MAURA CANNON

Dissecting the role of the cell wall structural protein RSH in cell wall assembly.

The major research topic of the lab is to find out how plant cell walls assemble, and how this assembly affects cytokinesis. Plant cell walls, rather than being the uninteresting, mostly dead material they were once regarded, are now considered by a growing number of scientists to be the most ‘valuable’ part of the plant: The wall is of significant scientific value in that its assembly is fundamental to plant growth and development; it is of enormous commercial value as it provides most of the worlds food, fiber and fuel, in addition to much of the world’s medicines. The wall is an extracellular matrix with dynamic properties comprising three interpenetrating polymeric networks: cellulosic, pectic and structural glycoproteins. Cell wall mutants show that even small changes in a wall component can profoundly influence wall properties. The rsh mutant of Arabidopsis particularly exemplifies this –knockout of the RSH protein results in lethal embryos with an aberrant cell plate and abnormally shaped cells. Significantly, this demonstrates that the RSH protein, an extensin type of hydroxyproline-rich glycoprotein (HRGP), is essential for the correct assembly and orientation of the cross-wall required for cytokinesis during embryogenesis. Therefore, the rsh mutant provides a direct route to the further functional analysis of these intriguing structural glycoproteins involved in multifarious biological roles but currently lacking precise molecular detail. The essential requirement of RSH extensin for cytokinesis raises several questions. To start out I would like to find out what properties of RSH determine its role in wall assembly. To this end I have been asking: what is the best strategy for the functional analysis of RSH at the molecular level? The scheme I have come up with is very exciting and can be broken down into several projects tailored to the student’s background, interests and time constraints.

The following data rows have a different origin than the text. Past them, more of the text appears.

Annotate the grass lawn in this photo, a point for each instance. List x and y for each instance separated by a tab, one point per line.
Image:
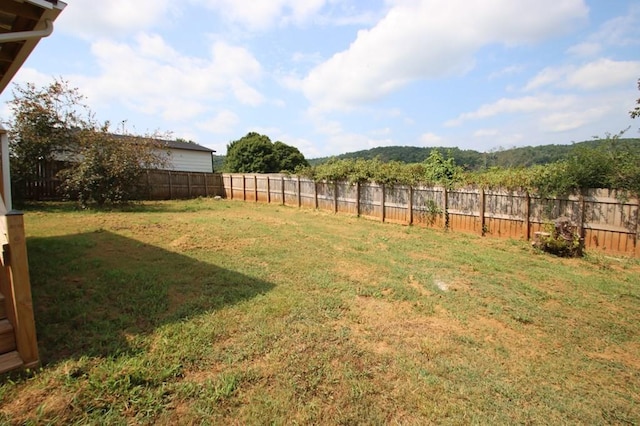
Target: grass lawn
224	312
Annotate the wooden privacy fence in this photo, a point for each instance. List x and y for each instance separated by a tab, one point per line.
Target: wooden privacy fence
606	221
154	185
170	185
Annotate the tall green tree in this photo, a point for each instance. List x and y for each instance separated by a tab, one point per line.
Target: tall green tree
289	157
53	124
255	153
44	124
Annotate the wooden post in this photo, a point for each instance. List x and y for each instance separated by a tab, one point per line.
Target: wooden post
244	188
527	216
410	202
445	208
18	268
636	241
382	203
255	187
581	214
268	189
481	208
358	198
315	194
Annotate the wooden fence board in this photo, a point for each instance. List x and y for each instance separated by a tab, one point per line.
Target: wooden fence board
607	222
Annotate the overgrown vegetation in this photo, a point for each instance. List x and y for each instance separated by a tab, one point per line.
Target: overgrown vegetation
255	153
613	163
52	124
226	312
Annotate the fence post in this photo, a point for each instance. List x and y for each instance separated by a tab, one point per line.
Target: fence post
382	203
636	241
268	189
581	214
170	187
244	188
445	207
358	198
410	190
315	194
255	187
481	207
18	274
527	215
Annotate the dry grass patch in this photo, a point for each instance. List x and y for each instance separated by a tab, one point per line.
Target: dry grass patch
239	313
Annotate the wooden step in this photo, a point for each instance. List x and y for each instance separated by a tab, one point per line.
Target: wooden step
3	308
7	337
10	361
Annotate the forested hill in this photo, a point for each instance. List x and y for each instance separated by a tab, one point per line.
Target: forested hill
474	160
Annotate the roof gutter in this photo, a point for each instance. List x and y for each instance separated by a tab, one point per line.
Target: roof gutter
28	35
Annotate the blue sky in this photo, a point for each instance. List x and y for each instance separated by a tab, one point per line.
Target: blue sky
333	76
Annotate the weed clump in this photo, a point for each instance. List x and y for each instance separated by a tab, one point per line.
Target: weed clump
560	238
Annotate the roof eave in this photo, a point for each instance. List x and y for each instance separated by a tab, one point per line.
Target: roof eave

The mature RSH has 404 amino acids, and being a typical extensin type structural protein, is rich in Ser, Pro, Lys, Val, His and Tyr. These residues are arranged in major repetitive modules that contain sub-motifs, as is usual for structural proteins. The plan is to dissect RSH motif-by-motif by constructing RSH analogs, and to test functionality by their ability to rescue the rsh mutant. Students projects will be: to construct specific analogs of RSH, transform the rsh mutant, and analyze the progeny phenotype. This approach integrates cell wall biology and biochemistry with methods ranging from protein design and characterization to molecular genetics to cell biology.